Ponsonby entered the House of Commons in a by-election in 1831, sitting for Bletchingley. In the general election two months later, he was returned for Higham Ferrers until constituency's disenfranchisement in 1832. He was returned to the House for Derby in 1835 and represented it until June 1847, when he succeeded in the earldom on the death of his father. In 1832, Ponsonby spent some at the British embassy in St Petersburg and a year later, he became précis writer to Lord Palmerston. Lord Bessborough became a government minister when he was appointed Master of the Buckhounds under Lord John Russell in 1848, an office he held until the fall of the administration in 1852. He held the same office from 1852 to 1855 in Lord Aberdeen's coalition government, from 1855 to 1858 in Lord Palmerston's first administration and again from 1859 to 1866 in Palmerston's and Russell's second administrations. In January 1866 he was appointed Lord Steward of the Household under Russell, a post he held until the Liberals lost power in June 1866, and again between 1868 and 1874 in William Ewart Gladstone's first administration.
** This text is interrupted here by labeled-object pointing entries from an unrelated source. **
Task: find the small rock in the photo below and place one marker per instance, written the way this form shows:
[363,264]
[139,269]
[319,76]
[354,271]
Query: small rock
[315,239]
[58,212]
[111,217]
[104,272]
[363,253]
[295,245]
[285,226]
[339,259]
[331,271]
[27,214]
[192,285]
Lord Bessborough was also Lord-Lieutenant of Carlow between 1838 and his death in 1880.

Family

Lord Bessborough married Lady Frances Lambton, eldest daughter of John Lambton, 1st Earl of Durham, on 8 September 1835. She died on 18 December 1835, and on 4 October 1849, he married Lady Caroline Gordon-Lennox, eldest daughter of Charles Gordon-Lennox, 5th Duke of Richmond. There were no children from the two marriages. He died in January 1880, aged 70, and was succeeded by his younger brother Frederick.